Will rising interest rates lead to a housing market crash?

Will rising interest rates lead to a housing market crash?

With the rising cost of living dominating every headline recently, there is understandably widespread speculation about whether the inflated housing market is likely to crash in response, especially as interest rates continue to rise.

Since the start of the pandemic, house prices have seen double-digit growth across the country, not just in London and the South-East as was the norm in previous property market trends. This has seen house values even out nation-wide, consequently enabling more people to move and limiting the over-valuing of property. As house prices have continued to rise, home-owners have more incentive to sell up or remortgage to release equity and upgrade their home. With demand for property in more rural areas pushing prices up, older homeowners are also taking the opportunity to downsize, release equity and move closer to their families.

Another pandemic-influenced change is that more people are working from home which has given them cause to re-evaluate their housing needs. Living close to the office is no longer a necessity, but having more room and outdoor space are. This is stimulating sales and purchases as people move out of cities, hoping for a better quality of life, and first-time buyers cast a wider location net for their first home search, able to buy in cheaper areas.

However, despite this, only 1 in 17 privately-owned homes were sold last year which means there are a lot of people still planning to move. While the market is likely to slow down towards the end of the year, it is proving to be more resilient than expected, suggesting a housing crash is unlikely, with a continued shortage of housing stock and high demand for properties.

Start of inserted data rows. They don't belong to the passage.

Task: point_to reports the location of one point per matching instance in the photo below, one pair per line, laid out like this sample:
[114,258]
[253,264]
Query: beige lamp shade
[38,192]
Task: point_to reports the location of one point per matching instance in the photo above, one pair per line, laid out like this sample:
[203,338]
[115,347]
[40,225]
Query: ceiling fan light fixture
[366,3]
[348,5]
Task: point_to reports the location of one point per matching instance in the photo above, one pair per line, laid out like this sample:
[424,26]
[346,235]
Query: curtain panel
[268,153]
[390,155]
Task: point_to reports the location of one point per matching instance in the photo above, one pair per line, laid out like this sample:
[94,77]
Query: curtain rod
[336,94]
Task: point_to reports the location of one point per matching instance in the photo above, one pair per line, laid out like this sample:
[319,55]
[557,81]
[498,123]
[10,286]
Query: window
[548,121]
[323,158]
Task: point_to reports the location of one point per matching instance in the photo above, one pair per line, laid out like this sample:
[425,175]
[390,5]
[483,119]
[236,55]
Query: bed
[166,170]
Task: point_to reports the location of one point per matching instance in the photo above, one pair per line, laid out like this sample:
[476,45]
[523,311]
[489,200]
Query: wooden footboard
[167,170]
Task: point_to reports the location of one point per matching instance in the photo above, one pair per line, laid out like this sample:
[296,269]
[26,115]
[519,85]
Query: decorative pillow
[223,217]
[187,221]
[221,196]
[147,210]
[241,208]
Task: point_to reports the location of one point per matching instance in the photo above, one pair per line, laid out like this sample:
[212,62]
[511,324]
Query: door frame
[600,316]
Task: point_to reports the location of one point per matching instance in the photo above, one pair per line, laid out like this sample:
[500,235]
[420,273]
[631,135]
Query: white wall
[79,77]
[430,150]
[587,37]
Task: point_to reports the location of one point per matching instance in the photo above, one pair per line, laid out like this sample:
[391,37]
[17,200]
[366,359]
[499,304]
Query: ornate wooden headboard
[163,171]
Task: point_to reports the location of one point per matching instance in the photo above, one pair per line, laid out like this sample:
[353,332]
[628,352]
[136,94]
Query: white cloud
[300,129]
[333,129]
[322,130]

Lenders have also learned from previous housing market crashes and make more stringent checks on potential buyers than they used to. In 2007, a large percentage of home buyers didn’t have to prove their income to the bank, and many had very small deposits. This artificially pushed prices up, and when the global financial crisis of 2008 hit, prices fell sharply as they were misaligned with incomes and many homeowners found themselves in negative equity. The market is therefore much better placed to survive the cost of living crisis and rising interest rates, making the likelihood of big price falls much lower than it used to be.

Evidence suggests the property market boom may now have reached its climax with record petrol and energy prices, and rising tax and inflation leaving households with less disposable income to spend on buying houses. Property prices increased by around 10% which also made buying a first home difficult, but latest data shows prices have started to fall slightly over recent months. If demand now also slows down and people have smaller deposits, house price growth could fall further, especially as mortgage providers are expected to reduce lending. There is evidence to suggest that the slowdown is already happening, with fewer new buyer enquiries and mortgage approvals down to below pre-pandemic levels.

As interest rates rise, homeowners on a fixed term mortgage, may choose to switch to another product if their rate is about to end, to lock in a deal while interest rates are still relatively low.

Taking all of the factors into consideration, a crash does seem unlikely, although it is expected that the housing market will continue to slow down as the cost of living crisis really hits home.